Platforms have tried to justify their role as helpful traffic sources for publishers and taken aim at new European legislation for “charging for links”.
They are not only wrong on the facts, but misrepresent how the market has changed and why intervention is needed.
Take a look at the accounts of a UK newspaper and you will see that with very few exceptions ad sales on digital use are – 25 years after the first online newspapers – a fraction of overall revenue.
Newspapers (who pay people to create content) are competing with Google – now a $100bn a year behemoth – and Facebook – which uses content they have persuaded many people to create.
Yet newspapers are struggling to survive and many are dying. Common sense and new European legislation both recognise that there is a connection between these two facts.
More importantly, the EU has recognised that the health of our democracy requires the powerful to be held to account, and that a free press is fundamental to a free society.
Journalism, warts and all, is how voters learn what is being done in their name. A world without court reporters, or coverage of national and local government business is either looming or, in some parts of the UK, a reality.
The new opportunities and business models opened up by digital publishing are exciting. The rate of innovation is dizzying as publishers and new entrants scramble to create new ways of making the digital world work, which is why online subscription models are coming fast.
No-one doubts that the change is structural, and irreversible. There is no going back to the world where local and national newspapers had an effective stranglehold on enough advertising to pay for the settled order of print works, trainee schemes, fat dividends and staff perks.
But the new EU rules aren’t about turning back the clock 20 years, they are about creating real choice for publishers on whether and how their content can be used and monetised by the larger platforms.
A real choice in which publishers can opt in, or out. Not the current freedom for the platforms (large and small) to presume the right to copy anything they find on the web and use the material acquired by their robots as the basis for their own advertising sales.

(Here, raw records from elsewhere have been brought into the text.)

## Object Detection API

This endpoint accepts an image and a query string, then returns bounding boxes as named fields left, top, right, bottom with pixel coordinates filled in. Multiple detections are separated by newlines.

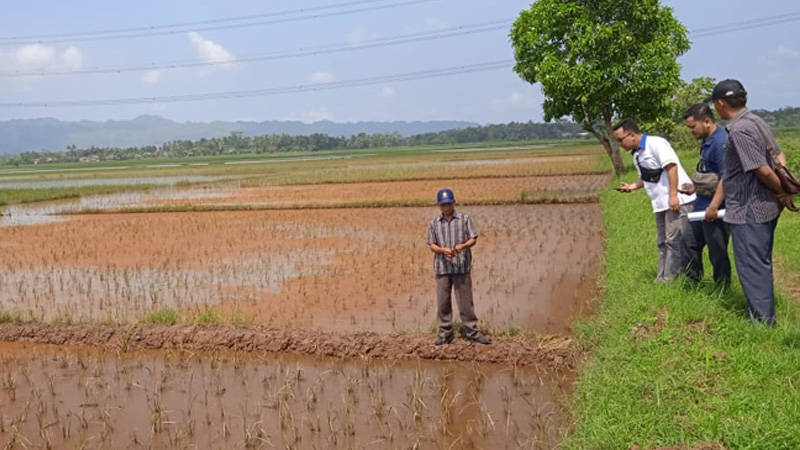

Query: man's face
left=684, top=117, right=713, bottom=140
left=439, top=202, right=455, bottom=215
left=613, top=128, right=637, bottom=151
left=713, top=99, right=732, bottom=120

Or to use the monopoly powers the larger ones have acquired (using content they borrowed without asking) to bully news organisations to accept this.

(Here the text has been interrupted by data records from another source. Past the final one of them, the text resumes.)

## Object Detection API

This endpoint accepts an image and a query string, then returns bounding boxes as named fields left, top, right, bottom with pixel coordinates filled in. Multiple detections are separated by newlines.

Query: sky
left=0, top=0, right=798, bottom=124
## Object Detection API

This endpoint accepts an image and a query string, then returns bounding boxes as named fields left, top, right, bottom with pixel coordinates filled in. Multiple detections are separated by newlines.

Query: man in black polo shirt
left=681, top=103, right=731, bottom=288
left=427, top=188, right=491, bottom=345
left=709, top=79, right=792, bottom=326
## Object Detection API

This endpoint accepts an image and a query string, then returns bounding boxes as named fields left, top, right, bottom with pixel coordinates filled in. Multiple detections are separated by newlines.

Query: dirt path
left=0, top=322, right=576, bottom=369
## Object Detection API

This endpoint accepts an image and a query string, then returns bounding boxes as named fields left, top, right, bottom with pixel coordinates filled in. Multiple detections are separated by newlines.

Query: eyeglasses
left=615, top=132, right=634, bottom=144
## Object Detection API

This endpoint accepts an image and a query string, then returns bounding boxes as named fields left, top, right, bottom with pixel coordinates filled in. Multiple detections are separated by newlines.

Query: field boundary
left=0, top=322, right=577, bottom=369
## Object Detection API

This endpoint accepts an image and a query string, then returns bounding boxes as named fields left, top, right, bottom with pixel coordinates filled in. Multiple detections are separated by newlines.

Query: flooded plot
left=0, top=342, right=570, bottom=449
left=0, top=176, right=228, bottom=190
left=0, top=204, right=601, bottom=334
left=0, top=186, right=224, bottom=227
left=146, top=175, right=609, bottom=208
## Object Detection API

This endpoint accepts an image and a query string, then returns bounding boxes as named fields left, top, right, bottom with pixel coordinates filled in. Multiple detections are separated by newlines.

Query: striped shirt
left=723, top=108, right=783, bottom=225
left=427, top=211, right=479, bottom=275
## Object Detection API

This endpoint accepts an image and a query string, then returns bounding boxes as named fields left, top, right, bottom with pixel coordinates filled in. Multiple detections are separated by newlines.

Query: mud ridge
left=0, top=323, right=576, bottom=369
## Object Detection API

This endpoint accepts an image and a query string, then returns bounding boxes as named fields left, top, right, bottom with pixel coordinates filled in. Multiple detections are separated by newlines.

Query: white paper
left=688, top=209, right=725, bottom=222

So what do the new EU laws allow? The basics are that they give publishers the right to license larger platforms. They encourage collective licensing as the most efficient mechanism (as it has been in other areas).
They explicitly allow publishers to opt in or out of any collective licence. They support appropriate shares for journalists on national lines. Private users and non-commercial uses are explicitly protected, as is hyperlinking and very short extracts.

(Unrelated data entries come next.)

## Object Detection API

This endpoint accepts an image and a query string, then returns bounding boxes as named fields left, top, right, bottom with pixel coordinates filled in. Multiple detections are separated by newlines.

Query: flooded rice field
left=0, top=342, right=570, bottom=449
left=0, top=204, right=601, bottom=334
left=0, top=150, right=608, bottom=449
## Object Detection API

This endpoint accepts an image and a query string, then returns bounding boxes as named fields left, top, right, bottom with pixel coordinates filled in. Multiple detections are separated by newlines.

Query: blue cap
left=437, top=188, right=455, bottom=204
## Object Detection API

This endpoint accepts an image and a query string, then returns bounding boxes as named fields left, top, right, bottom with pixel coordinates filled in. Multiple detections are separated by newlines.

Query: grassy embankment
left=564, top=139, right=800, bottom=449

In short the project fear tactics of Google-funded lobbies about “link taxes” are misplaced at best.
Will it work? France has already implemented the directive, but it will clearly take some time for others to follow and for licensing deals based on this new right to emerge and survive the hostile reaction that we can expect.
In some countries, such as Ireland, Google has flexed its muscles as an employer to get government support. The wave of populists in power are hostile to the free press (for obvious reasons).
We can expect some expensive lawyers to be tooled up and funded by the platforms to fight licensing however they can. We have seen in Germany a ruthless effort by Google to avoid payment when earlier versions of similar legislation were passed.
Elsewhere Google (followed by Facebook) has thrown a few bones to publishers to try and avoid a more fundamental recognition of publisher rights.
Publishers have been given a real opportunity to extract a fairer settlement from the platforms, but whether they can come together and stay together for long enough to take advantage remains to be seen.
The UK is a special case, hovering on the brink of Brexit, but watching EU moves (and a parallel US interest in the same issues). But if UK newspapers don’t act to protect their rights they will regret it. They need to ensure we have news in the future as well as news now.
Andrew Hughes is head of international business strategy at German licensing body VG Media and was formerly at NLA media access.